I have no idea. Like, I'm curious how, like, the historic precedent for human beings, like, I wonder if you feel like you're at odds with our evolutionary past. Like, are you trying to resist our animal nature that we came from, or are you trying to embrace and return to those elements, like better posture, you know, exercise, things like that? Yeah, this is, I think, a topic a lot of people are interested in. A lot of people make the argument if it's time-tested over a certain duration of time, there's some credibility to it, and the new modern technology
science methods still have to prove themselves. I really side on the science and counting part.

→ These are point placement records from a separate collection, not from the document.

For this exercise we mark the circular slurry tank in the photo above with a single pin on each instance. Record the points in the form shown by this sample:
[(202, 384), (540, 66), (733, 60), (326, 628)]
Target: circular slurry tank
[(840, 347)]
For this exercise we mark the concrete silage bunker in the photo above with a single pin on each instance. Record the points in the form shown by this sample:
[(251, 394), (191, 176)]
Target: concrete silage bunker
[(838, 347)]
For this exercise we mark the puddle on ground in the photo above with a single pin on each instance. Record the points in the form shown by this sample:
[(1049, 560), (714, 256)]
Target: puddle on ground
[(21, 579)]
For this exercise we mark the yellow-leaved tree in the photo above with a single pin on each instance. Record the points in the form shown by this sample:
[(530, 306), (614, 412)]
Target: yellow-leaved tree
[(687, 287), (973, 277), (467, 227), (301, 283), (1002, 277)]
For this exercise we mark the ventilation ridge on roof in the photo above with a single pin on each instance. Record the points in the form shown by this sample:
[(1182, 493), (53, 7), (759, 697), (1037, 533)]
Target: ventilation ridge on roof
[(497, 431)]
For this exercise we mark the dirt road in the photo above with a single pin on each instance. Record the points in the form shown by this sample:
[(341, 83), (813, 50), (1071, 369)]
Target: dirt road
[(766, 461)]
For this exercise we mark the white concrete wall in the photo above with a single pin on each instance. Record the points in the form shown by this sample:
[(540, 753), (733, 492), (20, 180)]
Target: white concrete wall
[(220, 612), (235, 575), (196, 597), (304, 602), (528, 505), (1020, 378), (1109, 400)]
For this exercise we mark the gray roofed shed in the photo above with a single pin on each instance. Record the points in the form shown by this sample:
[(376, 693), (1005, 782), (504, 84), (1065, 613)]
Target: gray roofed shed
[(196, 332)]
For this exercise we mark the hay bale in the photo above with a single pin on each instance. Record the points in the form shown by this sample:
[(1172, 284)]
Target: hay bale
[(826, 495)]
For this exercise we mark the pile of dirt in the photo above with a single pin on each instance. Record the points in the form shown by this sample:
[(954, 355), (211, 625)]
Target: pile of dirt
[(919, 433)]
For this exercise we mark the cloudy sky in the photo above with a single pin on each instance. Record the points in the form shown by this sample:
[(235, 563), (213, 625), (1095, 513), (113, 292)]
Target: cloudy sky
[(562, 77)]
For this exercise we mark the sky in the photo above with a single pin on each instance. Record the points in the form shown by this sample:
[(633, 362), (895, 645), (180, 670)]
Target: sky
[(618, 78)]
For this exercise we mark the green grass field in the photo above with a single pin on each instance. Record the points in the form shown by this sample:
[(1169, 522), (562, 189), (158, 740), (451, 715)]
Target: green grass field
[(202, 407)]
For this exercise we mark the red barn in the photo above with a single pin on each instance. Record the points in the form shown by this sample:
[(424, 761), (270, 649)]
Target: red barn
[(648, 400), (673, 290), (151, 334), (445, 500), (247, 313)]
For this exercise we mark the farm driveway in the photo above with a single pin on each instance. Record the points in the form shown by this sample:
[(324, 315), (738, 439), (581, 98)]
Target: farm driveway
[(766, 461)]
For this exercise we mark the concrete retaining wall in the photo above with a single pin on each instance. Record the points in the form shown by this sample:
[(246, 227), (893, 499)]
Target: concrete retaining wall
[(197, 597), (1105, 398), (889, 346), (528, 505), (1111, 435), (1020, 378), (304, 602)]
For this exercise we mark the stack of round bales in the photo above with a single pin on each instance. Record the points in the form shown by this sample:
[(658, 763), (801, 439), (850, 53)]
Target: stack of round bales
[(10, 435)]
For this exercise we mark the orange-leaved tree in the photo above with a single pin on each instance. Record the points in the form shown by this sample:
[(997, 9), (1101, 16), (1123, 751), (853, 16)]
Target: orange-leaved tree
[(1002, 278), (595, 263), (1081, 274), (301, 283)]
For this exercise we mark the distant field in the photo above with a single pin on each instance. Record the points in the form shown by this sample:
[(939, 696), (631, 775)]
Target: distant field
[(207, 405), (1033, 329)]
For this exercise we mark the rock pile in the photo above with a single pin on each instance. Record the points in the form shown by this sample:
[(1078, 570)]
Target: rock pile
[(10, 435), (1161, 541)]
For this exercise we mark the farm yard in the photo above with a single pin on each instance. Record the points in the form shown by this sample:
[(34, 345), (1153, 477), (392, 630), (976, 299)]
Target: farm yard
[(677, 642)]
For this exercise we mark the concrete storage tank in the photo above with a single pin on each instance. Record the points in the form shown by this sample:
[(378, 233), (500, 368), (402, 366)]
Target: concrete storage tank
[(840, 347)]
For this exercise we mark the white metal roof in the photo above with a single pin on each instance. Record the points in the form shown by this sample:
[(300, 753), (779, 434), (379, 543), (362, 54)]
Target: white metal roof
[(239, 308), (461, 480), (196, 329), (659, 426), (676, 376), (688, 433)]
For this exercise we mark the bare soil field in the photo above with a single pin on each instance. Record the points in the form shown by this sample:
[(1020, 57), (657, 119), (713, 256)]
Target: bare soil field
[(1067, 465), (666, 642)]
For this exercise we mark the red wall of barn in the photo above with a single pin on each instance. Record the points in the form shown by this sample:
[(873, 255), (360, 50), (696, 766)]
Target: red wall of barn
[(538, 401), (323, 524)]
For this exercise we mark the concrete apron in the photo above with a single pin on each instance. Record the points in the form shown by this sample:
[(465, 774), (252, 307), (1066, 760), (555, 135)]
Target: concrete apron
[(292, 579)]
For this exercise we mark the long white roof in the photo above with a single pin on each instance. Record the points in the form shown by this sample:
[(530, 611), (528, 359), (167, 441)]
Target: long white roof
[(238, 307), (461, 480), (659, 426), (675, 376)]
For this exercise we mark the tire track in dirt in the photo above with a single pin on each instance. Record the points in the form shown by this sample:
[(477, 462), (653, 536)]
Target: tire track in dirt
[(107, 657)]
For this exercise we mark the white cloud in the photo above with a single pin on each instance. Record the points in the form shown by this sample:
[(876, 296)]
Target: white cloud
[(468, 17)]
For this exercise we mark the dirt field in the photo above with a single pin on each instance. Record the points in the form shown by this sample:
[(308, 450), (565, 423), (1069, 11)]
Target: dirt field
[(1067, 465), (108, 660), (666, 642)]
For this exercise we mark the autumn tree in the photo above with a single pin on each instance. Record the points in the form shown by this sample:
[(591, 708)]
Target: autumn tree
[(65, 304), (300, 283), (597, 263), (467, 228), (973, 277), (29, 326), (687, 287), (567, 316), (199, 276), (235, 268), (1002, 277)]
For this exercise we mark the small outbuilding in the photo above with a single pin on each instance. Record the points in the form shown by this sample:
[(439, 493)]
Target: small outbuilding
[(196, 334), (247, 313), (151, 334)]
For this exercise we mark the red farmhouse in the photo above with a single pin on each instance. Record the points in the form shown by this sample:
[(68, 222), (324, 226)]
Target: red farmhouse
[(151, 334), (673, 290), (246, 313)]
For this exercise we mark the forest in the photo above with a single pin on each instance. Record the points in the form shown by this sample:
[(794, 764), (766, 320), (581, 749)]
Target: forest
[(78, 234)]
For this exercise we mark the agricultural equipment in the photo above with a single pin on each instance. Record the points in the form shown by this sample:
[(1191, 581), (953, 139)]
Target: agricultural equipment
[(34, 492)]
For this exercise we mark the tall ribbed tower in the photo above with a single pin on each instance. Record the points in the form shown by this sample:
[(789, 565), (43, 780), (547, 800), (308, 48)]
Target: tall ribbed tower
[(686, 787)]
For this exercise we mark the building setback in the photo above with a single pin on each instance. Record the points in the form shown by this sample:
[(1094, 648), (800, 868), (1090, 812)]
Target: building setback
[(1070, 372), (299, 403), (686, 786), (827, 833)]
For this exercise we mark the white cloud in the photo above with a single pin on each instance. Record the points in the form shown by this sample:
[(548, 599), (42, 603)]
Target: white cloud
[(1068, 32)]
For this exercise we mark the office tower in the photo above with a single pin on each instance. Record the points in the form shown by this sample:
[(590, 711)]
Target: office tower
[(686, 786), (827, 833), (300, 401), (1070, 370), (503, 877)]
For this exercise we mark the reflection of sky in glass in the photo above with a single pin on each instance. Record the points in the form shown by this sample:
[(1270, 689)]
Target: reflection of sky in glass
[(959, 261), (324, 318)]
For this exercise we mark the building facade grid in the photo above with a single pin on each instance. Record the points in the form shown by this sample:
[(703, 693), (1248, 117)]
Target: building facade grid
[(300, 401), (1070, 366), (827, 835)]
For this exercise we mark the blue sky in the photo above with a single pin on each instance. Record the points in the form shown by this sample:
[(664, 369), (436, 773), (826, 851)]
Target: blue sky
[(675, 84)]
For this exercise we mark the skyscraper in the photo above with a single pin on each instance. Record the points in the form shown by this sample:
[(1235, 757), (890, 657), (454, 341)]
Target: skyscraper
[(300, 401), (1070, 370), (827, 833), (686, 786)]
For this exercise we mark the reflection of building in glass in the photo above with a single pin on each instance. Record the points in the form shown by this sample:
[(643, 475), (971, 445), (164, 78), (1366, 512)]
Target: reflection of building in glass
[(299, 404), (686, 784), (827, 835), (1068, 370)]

If I can measure it, now I believe it. I don't give a default position of strength that just because something's been around for some duration of time that it has the, it's in the correct position. I have a question. You left Mormonism, your faith. What's your relationship with God? I think it's one of the most beautiful ironies of our existence is
I mean, the universe is irony, ultimately, every time you look at this. And so the story has been God created man, and now we're doing this thing. If you look at the stories, all religions tell, it's typically that same tale. I think the truth is evolution created man, and man's going to create God. Okay. Or we will become God or something like that. So as a religious person, I think most faiths kind of say we all have God within us. Yeah. Yeah.
But then also they say kind of the goal of life is to break free of the life cycle, whether it's heaven and hell, whether it's breaking reincarnation. So as a religious person, it's interesting to hear. Part of me really agrees with what you're saying. Like, yeah, we all have the ability to be God, right? You could solve humanity. Yeah. Like God would make a utopia like God would. And then part of me is very unsettled by this idea of living forever and never like
Like essentially rejecting the goals of all religions. Yeah. Yeah, this is such a delicious conversation because I remember in Mormonism where like your... Delicious is crazy. It made me feel good about myself. It was great. To be honest with you. You ain't calling none of your conversations religious. Okay, but go on, go on, go on. I mean, I was told...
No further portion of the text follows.